Christiane Taubira avait parlé de ce projet* comme un exemple des réponses «diversifiées» à apporter à la dérive de la jeunesse, en alternative à l’incarcération ou dans le cadre d’un aménagement de peine.
Mieux qu’une peine, une véritable insertion
Cette insertion sociale, scolaire et professionnelle des mineurs est une des missions confiées à la PJJ. Dans le cadre des activités de jour, l’UEAJ de Mamoudzou développe depuis plusieurs années des activités de jour. «En plus du bateau, nous faisons de la scolarisation, de la lutte contre l’illettrisme avec une professeure des écoles mise à disposition, des ateliers d’horticulture et de mobilisation autour du BAFA. En 2014, nous avons 541 jeunes qui sont passés par la PJJ mais ce sont uniquement ceux qui ne sont pas scolarisés et qui sont sans projet d’insertion qui intégrent l’UEAJ», explique Hélène Nicolas.
Au total, une vingtaine d’adolescents ont été mobilisés pour la réhabilitation des locaux du chantier puis la construction du voilier et qu’ils ont baptisé «Jahazi ya leo» (le boutre moderne).

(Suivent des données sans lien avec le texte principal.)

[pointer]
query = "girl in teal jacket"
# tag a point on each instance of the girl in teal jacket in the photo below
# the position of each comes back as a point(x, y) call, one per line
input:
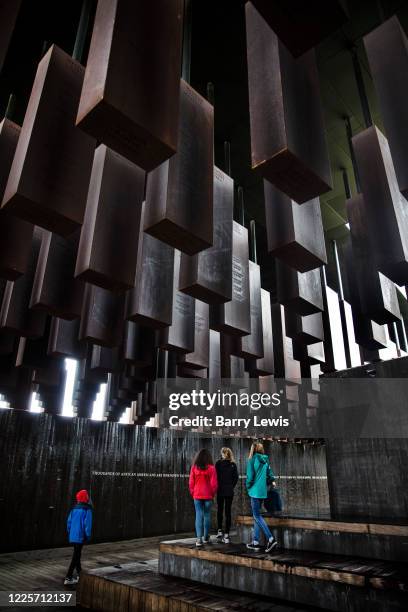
point(258, 473)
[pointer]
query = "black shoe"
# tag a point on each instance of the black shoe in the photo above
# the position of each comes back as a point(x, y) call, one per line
point(271, 544)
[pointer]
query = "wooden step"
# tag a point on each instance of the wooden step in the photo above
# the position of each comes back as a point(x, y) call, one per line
point(334, 582)
point(133, 588)
point(353, 537)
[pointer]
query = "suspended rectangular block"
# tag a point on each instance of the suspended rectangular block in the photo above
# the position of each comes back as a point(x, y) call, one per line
point(234, 317)
point(386, 207)
point(378, 295)
point(49, 177)
point(333, 332)
point(130, 95)
point(55, 290)
point(207, 275)
point(104, 359)
point(179, 193)
point(107, 253)
point(15, 313)
point(301, 26)
point(264, 366)
point(102, 317)
point(8, 17)
point(251, 346)
point(15, 234)
point(63, 339)
point(368, 334)
point(286, 366)
point(179, 336)
point(307, 329)
point(301, 291)
point(288, 140)
point(150, 302)
point(313, 354)
point(139, 344)
point(231, 365)
point(199, 358)
point(387, 52)
point(295, 233)
point(214, 364)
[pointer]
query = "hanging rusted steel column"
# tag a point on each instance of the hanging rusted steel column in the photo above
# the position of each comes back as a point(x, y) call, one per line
point(288, 140)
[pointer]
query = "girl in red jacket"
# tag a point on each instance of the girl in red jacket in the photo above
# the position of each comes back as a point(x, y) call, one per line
point(203, 487)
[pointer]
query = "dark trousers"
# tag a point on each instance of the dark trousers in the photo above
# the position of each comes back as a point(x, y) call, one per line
point(76, 561)
point(224, 502)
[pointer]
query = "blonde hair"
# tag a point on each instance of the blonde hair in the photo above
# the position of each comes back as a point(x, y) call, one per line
point(257, 447)
point(226, 453)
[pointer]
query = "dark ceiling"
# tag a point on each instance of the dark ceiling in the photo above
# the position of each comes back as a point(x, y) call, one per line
point(218, 55)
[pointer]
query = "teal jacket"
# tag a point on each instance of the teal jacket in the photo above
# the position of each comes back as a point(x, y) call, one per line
point(258, 469)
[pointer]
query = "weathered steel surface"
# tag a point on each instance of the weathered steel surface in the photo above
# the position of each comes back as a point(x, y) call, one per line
point(179, 193)
point(368, 333)
point(386, 208)
point(150, 302)
point(264, 366)
point(294, 232)
point(102, 317)
point(15, 314)
point(50, 173)
point(337, 537)
point(301, 291)
point(387, 52)
point(107, 253)
point(231, 365)
point(285, 365)
point(130, 95)
point(15, 234)
point(301, 26)
point(234, 317)
point(378, 296)
point(104, 359)
point(199, 358)
point(287, 129)
point(307, 329)
point(179, 336)
point(207, 275)
point(251, 346)
point(333, 332)
point(214, 365)
point(55, 290)
point(63, 339)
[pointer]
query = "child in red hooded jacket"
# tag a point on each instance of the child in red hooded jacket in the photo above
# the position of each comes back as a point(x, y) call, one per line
point(203, 486)
point(79, 527)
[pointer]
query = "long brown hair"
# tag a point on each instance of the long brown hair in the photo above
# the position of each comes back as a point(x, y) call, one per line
point(257, 447)
point(203, 459)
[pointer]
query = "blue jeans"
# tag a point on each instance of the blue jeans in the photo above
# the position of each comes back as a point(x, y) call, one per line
point(259, 521)
point(203, 517)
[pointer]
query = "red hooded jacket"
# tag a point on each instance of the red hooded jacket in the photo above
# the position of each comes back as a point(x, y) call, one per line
point(203, 483)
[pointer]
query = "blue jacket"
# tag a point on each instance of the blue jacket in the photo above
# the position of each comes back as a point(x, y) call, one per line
point(258, 469)
point(79, 524)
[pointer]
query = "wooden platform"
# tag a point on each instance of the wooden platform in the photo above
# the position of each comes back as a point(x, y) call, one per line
point(353, 537)
point(135, 588)
point(335, 582)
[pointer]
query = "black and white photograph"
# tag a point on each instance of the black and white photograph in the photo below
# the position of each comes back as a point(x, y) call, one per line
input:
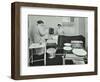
point(53, 40)
point(57, 40)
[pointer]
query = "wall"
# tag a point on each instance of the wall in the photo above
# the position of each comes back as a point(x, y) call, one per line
point(5, 41)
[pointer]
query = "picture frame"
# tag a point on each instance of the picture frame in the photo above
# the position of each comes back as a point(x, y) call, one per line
point(24, 12)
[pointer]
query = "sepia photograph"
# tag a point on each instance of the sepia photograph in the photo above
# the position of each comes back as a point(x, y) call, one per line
point(57, 40)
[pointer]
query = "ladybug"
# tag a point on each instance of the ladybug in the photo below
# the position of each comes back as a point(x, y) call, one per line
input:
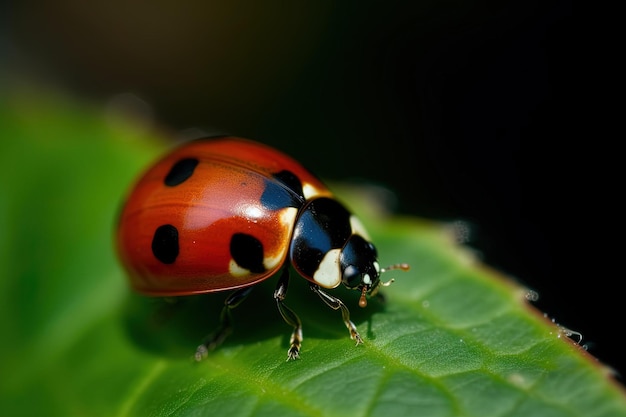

Un bateau pour de la prévention
Si la PJJ a offert à ces jeunes la possibilité de travailler sur un chantier grandeur nature, le partenariat avec l’ACHM permet à l’association de disposer d’un bateau conçu tout particulièrement pour l’apprentissage de la voile et les sorties pédagogiques. Il sera également mis à disposition des actions de prévention de la délinquance à Mayotte.
Et, bonne nouvelle, un deuxième bateau est déjà en chantier !
Après la mise à l’eau d’hier, pour ces jeunes constructeurs, il est temps de passer à l’étape suivante, la navigation sur le lagon comme dans la vie qu’on leur souhaite à l’abri de nouvelles tempêtes.
RR
Le Journal de Mayotte
*Un réseau de partenaires institutionnels, associatifs ou professionnels a soutenu le projet. Outre l’ACHM, on y trouve l’association de protection de la nature Oulanga na nyamba, l’école maritime de Petite Terre, Dago et Tama.